The numbers seem hard to comprehend when just written down.
Every year in August I pack up our car and head off for the South of France for a well deserved holiday in the sun, lazing on the beach. We catch the ferry from Dover to Calais and zoom off down the motorway till we get to St. Tropez. In the north of France you pass fields and villages with small graveyards in from World War 1. The year before last we thought we should stop and visit one, so we went to a place called Vimy.

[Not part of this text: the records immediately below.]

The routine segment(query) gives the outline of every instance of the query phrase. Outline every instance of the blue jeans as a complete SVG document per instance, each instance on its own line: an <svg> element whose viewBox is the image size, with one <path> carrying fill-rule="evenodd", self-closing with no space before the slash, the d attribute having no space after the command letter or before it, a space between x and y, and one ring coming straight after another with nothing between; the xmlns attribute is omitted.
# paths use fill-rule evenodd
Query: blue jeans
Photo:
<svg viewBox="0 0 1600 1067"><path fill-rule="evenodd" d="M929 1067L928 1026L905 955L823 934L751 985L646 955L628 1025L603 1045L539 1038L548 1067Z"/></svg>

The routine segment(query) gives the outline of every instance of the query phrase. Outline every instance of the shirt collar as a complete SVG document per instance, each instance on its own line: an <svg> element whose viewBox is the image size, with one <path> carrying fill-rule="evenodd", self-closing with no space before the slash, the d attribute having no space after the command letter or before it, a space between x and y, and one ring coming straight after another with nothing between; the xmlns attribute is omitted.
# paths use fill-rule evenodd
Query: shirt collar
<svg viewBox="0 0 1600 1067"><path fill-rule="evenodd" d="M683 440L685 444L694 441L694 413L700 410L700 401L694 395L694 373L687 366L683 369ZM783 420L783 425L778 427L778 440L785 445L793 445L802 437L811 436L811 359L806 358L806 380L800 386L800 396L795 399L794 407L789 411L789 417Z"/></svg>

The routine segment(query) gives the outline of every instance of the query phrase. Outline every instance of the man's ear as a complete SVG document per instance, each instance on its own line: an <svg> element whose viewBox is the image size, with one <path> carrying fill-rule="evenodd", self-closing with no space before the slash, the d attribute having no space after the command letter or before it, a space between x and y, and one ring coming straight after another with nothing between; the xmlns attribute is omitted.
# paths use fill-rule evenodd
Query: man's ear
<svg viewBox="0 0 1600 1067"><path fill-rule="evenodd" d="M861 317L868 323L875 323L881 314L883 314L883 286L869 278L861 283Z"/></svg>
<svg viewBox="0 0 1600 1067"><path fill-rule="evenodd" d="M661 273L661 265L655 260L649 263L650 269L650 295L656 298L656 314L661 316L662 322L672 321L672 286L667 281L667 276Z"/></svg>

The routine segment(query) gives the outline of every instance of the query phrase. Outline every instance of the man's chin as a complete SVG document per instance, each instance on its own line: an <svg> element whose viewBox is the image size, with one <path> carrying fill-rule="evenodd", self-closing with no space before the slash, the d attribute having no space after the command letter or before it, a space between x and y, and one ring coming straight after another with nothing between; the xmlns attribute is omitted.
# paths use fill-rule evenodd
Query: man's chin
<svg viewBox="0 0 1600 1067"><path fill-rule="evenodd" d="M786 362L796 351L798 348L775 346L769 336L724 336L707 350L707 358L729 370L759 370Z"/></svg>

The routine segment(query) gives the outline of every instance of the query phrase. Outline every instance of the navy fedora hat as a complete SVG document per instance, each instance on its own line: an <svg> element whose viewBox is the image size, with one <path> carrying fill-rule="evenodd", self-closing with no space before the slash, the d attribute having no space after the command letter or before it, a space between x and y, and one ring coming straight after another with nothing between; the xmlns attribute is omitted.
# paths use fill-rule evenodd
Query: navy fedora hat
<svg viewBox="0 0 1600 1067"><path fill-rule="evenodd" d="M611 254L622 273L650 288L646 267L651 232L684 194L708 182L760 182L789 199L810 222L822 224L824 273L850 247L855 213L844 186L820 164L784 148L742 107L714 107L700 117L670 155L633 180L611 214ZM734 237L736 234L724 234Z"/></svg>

You enter the site through a wood, still cordoned off because of unstable munitions from that war. You park up and can look round the trenches that are still there, grassed over and dry, the day we went the sun was shining. You marvel at the immense size of the craters left by the shells then you wander off on the paths to where the cemetaries are. There isn't one big one rather a few, each surrounded by small stone walls with wrought iron gates. The grass is immaculate, there are no weeds to be seen, beautiful roses are everywhere. And you look at the rows and rows and rows of white headstones, in their pristine lines. There are some people walking up and down, you meet their eyes but say nothing, there is nothing to say. It's peaceful, quiet and we walked silently along the paths looking at the gravestones, they give the name, regiment and age. They were all so young,some even 16. At this time in the war all these young men would have been volunteers, rushing off to the recruiting office wanting to do their bit for King and Country, trusting the powers that be that this was a just war, wanting to do the right thing. So many dead.

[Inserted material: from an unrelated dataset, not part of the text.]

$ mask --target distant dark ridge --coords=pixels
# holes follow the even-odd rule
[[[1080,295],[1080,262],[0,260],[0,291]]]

Leaving the cemetaries, we didn't visit them all it would have taken hours maybe days, we went onto the memorial. You have to walk up a long road to get to the Vimy Ridge Memorial, it's huge, imposing and stunning. It was built with money raised by public subscription in Canada. Walking around it you can read all the names of the fallen, thousands of them. it is humbling.
Of course it's right that we are prepared to fight and die for our freedom and rights but it has to be a just war. we have to be able to trust that our leaders aren't sacrificing our troops for political points.
When I read the title of this thread, '2000 dead' I was immediately taken back to Vimy, all those graves, all those young lives lost. We really haven't learnt anything have we?